Custom Fields Value From Path Element

gariels · January 30, 2017, 4:30am

Let's say I have this prospector definitions:

filebeat.prospectors:

# log for `app-a`
- input_type: log
  paths:
    - /progs/app-a/*/tomcat/*/logs/app-a.log
    - /progs/app-a/*/tomcat/*/logs/catalina.out
  tags: ["tomcat"]
  fields:
    source_program: app-a
  multiline.pattern: "^[[:digit:]]+|^$"
  multiline.negate: true
  multiline.match: after

# log for `app-b`
- input_type: log
  paths:
    - /progs/app-b/*/tomcat/*/logs/app-b.log
    - /progs/app-b/*/tomcat/*/logs/catalina.out
  tags: ["tomcat"]
  fields:
    source_program: app-b
  multiline.pattern: "^[[:digit:]]+|^$"
  multiline.negate: true
  multiline.match: after

As you can see I basically add a source_program field with the name of the application.

Our applications deployment is automated and the deployment path follows this convention:

/progs/{APPLICATION_NAME}/{DEPLOYMENT_VERSION}/tomcat/{TOMCAT_VERSION}/

My question is, could I use some sort automated value for fields using elements of path, like named-group in regular expression?

For example could I do something like this?

- input_type: log
  paths:
    - /progs/app-b/*/tomcat/*/logs/app-b.log
    - /progs/app-b/*/tomcat/*/logs/catalina.out
  tags: ["tomcat"]
  fields:
    source_program: `path.element[1]`
    deploy_version: `path.element[2]`
    tomcat_version: `path.element[4]`
  multiline.pattern: "^[[:digit:]]+|^$"
  multiline.negate: true
  multiline.match: after

Is it possible to achieve this using only Filebeat and Elastisearch? ie. without using logstash.

Thank you.

steffens · January 30, 2017, 11:57am

have you had a look at elasticsearch ingest node?

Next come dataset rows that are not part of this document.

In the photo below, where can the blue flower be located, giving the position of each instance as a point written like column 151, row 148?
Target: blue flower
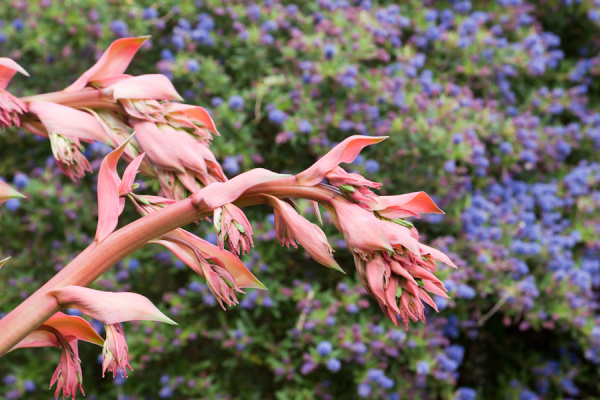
column 334, row 365
column 193, row 65
column 324, row 348
column 119, row 28
column 371, row 166
column 277, row 116
column 150, row 13
column 465, row 393
column 329, row 50
column 236, row 102
column 12, row 204
column 364, row 390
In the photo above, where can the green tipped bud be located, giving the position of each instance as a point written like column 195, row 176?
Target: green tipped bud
column 347, row 189
column 399, row 292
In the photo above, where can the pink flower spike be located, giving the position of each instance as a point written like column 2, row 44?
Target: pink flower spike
column 115, row 351
column 7, row 192
column 68, row 121
column 243, row 277
column 195, row 114
column 346, row 152
column 108, row 307
column 436, row 255
column 68, row 376
column 404, row 205
column 233, row 227
column 290, row 225
column 158, row 149
column 114, row 61
column 129, row 175
column 362, row 230
column 8, row 69
column 152, row 86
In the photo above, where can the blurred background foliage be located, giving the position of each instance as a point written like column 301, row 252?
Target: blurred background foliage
column 490, row 107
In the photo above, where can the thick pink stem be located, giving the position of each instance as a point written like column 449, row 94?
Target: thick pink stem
column 97, row 259
column 91, row 98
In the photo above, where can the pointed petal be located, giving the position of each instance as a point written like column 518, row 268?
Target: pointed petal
column 399, row 235
column 220, row 193
column 196, row 113
column 7, row 192
column 436, row 255
column 309, row 235
column 109, row 207
column 405, row 205
column 317, row 210
column 360, row 227
column 66, row 325
column 129, row 175
column 67, row 121
column 243, row 277
column 152, row 86
column 8, row 68
column 375, row 272
column 346, row 152
column 157, row 148
column 108, row 307
column 114, row 61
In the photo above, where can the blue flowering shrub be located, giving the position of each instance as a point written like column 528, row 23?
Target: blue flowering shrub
column 491, row 107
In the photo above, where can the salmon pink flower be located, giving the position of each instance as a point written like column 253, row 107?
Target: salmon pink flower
column 115, row 351
column 68, row 376
column 404, row 205
column 291, row 227
column 233, row 227
column 111, row 190
column 194, row 119
column 7, row 192
column 63, row 331
column 113, row 63
column 10, row 106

gariels · January 31, 2017, 3:28am

Thank you for your reply.

I'm not familiar with Elasticsearch Ingest Node, so far from browsing the documentation it seems what I need is the Append Processor. I am not familiar with how to split field value by path element separator, and then get the individual parts.
It seems I also have to do a little bit logic to exclude other data from this treatment, we have other logs which does not follow the path convention (which is why use tags like "webserver", "tomcat", etc.), and I'm not sure how to do that with this "pipeline" thing.

A small example would be nice, thank you.

Anyway, if it is too convoluted we might have to bite the bullet and run logstash (something that I want to avoid).

steffens · February 1, 2017, 12:44pm

you can make the pipeline optional. See pipeline and pipelines. If no pipeline is empty, no pipeline will be selected.

e.g.

filebeat.prospectors:
- paths: ["/progs/app-b/*/tomcat/*/logs/app-b.log"]
  fields.pipeline: "analyze_source"
  ..
- paths: ["/progs/app-b/tomcat/non-standard/logs/app-b.log"]
  ...

output.elasticsearch:
  ...
  pipeline: '%{[fields.pipeline]}'

With this configuration, all events from first prospector will be send to the analyze_source pipeline and all events from second prospector will not be send to any ingest pipeline.

in elasticsearch you can try the grok filter. It's basically regular expressions on steroids, supporting 'templates', extracing fields, and converting strings to (e.g. numeric) types. The grok filter even supports multiple patterns, in case you have different schemas. Ingest node also has some 'failure' handling in case of content being unparseable by grok. You can use this one as well and always send all events to the pipeline. I recommend to test in the kibana console using the simulate API. If you really need something custom, you can use the script processor with painless([1], [2], [3]).

I don't see how Append processor is what you need. If grok is not doing the trick, you can try the split processor + script to assign the individual fields (on the other hand I think painless let's you use some JAVA API, that is you can use split) .

system · March 1, 2017, 12:44pm

This topic was automatically closed 28 days after the last reply. New replies are no longer allowed.